Organizations routinely conduct surveys. Whether internal or external, businesses want to know what’s working and what isn’t. They need to understand where the weak points are so they know what to strengthen and how.
Feedback from sources within the organization (i.e., employees) and outside (i.e., consumers) is a valuable tool in understanding the next step or steps. If a marketing campaign didn’t come through and drive sales as expected, it’s good to know what went wrong so you can make the necessary adjustments. After all, that’s money that was not quite well spent. Before you dish out another dime, you need to know the proper strategy.
If your company seems to be experiencing a large turnover rate, you need to understand where the breakdown is taking place so you can act on this and hopefully, retain your employees. Again, that’s money you’re spending faster than you can save it.
There are multiple suggestions for conducting surveys. But there are some basic key elements to keep in mind no matter what your survey entails.
You might have an idea of what you hope to accomplish with the survey. If your thoughts are preconceived, your questions will reflect that. You want to avoid being one directional. In other words, you don’t want your questions to be a smokescreen for a particular mind-set. If your questions all point to one direction, one end result, then the feedback you receive isn’t going to be honest. Slanted feedback won’t help you to grow and change. Here’s how something like that could look:
“Do you like red cars? Do you own a red car? Do red cars ride faster than blue?”
This series of questions is forcing the reader to focus solely on red cars and doesn’t allow for other options. If your goal is steer to people toward buying a red car, this sequence of questions will likely achieve that.
“What type of cars do you like? What color? What kind of car do you own? What do you like about it? What features will your new car have that your present one doesn’t?”
This series of questions allows for a broad response. Not everyone is going to like the same car, the same color or own the same model. And everyone has different needs so what they desire is going to be all over the board. If your goal is to offer variety, these questions will help you understand what your consumer wants.
The same is true with internal surveys. Phrase your questions in a way that allow your employees to think on their own. Avoid “yes” or “no” questions as much as possible. Multiple choice is fine, but make sure you allow them space to freely express their ideas.
“Would you say the quarterly sales meeting is mainly focused on: (1) Sales (2) Marketing (3) Teamwork (4) Office housekeeping? Why? What would you like to see improved and why?”
“If you had to describe our company to your friends, what would you say? What do you like best in your job? What do you like the least?”
The internal survey will naturally be tailored to your organization and your goals, but your main goal should be to understand your people and how they view you so you can make needed changes.
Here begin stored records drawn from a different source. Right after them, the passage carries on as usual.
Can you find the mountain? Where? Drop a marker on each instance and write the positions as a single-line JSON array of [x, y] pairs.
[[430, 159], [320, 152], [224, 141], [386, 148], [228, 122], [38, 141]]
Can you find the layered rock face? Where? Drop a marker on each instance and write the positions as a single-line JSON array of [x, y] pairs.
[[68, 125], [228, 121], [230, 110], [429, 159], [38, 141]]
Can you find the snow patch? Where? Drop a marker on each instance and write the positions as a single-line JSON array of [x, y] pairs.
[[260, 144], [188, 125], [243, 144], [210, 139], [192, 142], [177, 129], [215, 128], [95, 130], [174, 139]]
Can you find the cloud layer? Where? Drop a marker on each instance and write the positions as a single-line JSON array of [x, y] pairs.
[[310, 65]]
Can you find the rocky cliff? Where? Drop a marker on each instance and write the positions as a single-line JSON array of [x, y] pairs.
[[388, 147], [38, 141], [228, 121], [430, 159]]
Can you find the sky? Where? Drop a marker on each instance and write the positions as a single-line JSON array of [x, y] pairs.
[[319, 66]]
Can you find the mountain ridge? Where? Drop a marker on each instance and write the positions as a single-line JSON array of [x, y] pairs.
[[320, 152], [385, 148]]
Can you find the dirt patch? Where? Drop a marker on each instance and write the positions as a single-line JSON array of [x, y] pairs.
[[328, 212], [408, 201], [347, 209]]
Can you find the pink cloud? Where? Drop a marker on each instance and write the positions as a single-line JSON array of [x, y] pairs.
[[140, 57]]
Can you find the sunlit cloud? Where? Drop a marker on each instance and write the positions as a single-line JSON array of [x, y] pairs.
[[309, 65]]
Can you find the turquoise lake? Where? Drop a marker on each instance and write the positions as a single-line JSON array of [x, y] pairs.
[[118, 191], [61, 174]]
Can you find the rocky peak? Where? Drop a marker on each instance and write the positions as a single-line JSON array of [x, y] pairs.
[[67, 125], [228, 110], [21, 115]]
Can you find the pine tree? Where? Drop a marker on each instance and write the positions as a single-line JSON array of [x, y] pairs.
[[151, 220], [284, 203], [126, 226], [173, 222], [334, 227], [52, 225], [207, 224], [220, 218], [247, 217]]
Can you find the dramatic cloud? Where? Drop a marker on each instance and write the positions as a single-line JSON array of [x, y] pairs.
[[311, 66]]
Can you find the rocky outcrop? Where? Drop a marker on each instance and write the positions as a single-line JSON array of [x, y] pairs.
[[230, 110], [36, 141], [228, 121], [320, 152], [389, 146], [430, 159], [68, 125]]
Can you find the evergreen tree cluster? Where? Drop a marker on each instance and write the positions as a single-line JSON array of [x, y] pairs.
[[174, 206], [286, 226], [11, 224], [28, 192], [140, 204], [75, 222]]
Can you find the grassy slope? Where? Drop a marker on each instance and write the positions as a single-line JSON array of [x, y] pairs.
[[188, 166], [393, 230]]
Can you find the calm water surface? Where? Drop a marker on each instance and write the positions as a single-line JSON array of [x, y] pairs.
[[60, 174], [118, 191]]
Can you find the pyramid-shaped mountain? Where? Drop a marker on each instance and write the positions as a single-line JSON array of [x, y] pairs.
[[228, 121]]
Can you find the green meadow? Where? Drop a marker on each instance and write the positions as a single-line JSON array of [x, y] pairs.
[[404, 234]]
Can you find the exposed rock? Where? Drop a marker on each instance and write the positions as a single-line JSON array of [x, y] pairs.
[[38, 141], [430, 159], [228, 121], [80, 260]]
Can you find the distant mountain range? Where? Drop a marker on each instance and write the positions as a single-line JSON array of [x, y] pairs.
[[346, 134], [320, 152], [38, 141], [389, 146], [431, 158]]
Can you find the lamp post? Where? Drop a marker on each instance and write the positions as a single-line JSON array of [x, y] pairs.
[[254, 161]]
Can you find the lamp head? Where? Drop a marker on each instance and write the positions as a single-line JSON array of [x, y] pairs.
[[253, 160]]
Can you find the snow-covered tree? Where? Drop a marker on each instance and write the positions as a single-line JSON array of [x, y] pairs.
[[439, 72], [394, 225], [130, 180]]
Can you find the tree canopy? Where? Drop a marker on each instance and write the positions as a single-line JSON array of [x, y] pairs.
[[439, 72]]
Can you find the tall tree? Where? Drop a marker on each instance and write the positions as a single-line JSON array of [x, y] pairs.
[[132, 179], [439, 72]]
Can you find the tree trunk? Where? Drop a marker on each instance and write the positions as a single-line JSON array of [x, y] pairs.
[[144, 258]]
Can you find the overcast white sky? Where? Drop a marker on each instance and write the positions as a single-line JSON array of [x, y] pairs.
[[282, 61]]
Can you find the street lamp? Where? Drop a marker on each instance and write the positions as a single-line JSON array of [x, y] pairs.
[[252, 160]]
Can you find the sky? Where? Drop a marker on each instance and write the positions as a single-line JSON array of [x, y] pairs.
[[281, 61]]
Balance your questions so that not all are negative and not all are positive. Again, keep in mind you need honesty. Don’t steer people in a certain direction. Allow them to take their own route.
Here’s an example of a negative focus: “Do you like receiving these marketing emails? Do you wish we’d send fewer? Do you think the content is unhelpful?”
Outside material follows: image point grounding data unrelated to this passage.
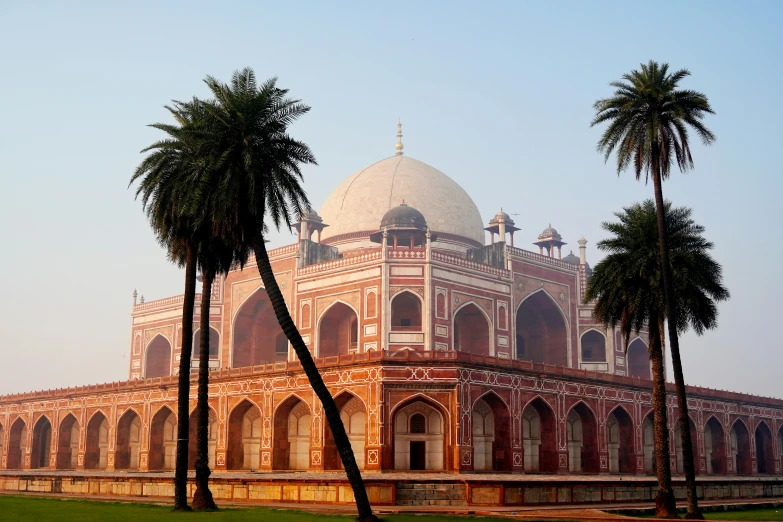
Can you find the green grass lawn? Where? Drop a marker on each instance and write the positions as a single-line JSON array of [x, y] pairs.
[[37, 509]]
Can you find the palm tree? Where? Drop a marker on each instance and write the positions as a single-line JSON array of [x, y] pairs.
[[259, 180], [628, 288], [649, 118], [164, 194]]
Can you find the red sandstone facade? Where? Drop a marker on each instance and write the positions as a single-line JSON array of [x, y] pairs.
[[442, 354]]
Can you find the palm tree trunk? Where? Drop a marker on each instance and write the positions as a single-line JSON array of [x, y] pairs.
[[202, 498], [183, 384], [316, 382], [665, 505], [671, 315]]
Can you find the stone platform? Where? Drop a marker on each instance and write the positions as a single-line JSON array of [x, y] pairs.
[[397, 488]]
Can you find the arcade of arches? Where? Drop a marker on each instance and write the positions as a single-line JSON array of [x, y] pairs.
[[542, 335]]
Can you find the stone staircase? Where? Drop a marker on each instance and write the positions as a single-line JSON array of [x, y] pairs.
[[418, 494]]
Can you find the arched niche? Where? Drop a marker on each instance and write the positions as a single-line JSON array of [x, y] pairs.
[[157, 362], [406, 312], [648, 444], [593, 346], [211, 438], [128, 441], [163, 440], [715, 447], [214, 344], [542, 332], [539, 437], [638, 359], [97, 443], [17, 444], [338, 331], [256, 333], [765, 457], [678, 445], [419, 437], [491, 424], [619, 429], [740, 447], [42, 443], [472, 331], [68, 443], [244, 437], [581, 433], [354, 416], [291, 433]]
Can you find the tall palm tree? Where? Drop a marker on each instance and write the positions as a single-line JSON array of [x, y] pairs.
[[628, 288], [164, 195], [259, 180], [649, 118]]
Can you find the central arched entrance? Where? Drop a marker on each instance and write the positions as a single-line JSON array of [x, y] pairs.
[[68, 443], [715, 447], [244, 437], [419, 441], [539, 437], [491, 434], [128, 441], [258, 338], [42, 443], [157, 362], [472, 331], [338, 331], [292, 426], [765, 458], [97, 444], [581, 431], [542, 333], [17, 444], [354, 417], [620, 430], [163, 440], [740, 447]]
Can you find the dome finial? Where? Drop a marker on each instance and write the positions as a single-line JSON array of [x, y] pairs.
[[399, 145]]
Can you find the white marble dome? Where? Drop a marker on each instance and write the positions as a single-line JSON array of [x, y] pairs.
[[359, 203]]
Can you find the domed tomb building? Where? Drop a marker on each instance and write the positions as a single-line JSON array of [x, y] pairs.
[[445, 346]]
If you ask a negative question, you will receive a negative response. Unless you’re hoping for that because you want to do away with your marketing emails!
On the other hand, here’s an example of being too positive: “Don’t you agree these marketing emails are wonderful? Wouldn’t you like to receive more fabulous information in your inbox? Do you agree the content is great?”
You might receive more honest answers with these questions, but again, you’re coaxing them in a particular direction.
To know if those marketing emails truly are effective, the questions need to be both broad and balanced.
“Are the marketing emails meeting your needs? What would you like to see more of in the way of content? What do you find the least useful to you? Would you prefer to read more emails or fewer? How often do you receive marketing emails in your inbox? How would you rate the quality of our emails?”
The above questions are not only more open and general, but they allow for options. And that is what people need. They need the option to express themselves.
In the end, people want to know the results of the time they took to offer their thoughts. So publish those results. Let them know you listened and explain what changes you’re planning to make. People need to feel appreciated for their work and support. Unless you had selfish motives in conducting your survey, the result is neither right nor wrong. It’s simply facts. But these facts are going to help you – the organization – to evolve and become better and trustworthy.
There are three keys to consider when developing your survey.
First – keep your goal(s) focused – what is the purpose of the survey and what will you do with the results?
Second – make the survey about the people – your employees or consumers – rather than leaning toward an ulterior motive, such as maintaining a particular direction or producing a certain product that no one, but you, seems to be interested in.
And finally – do something with the information. If an issue needs to be addressed, assign your team to assess the problem, devise a solution and execute it within a reasonable amount of time. If there are products, marketing techniques or employee favorites, consider how you can enhance what is already great in your organization.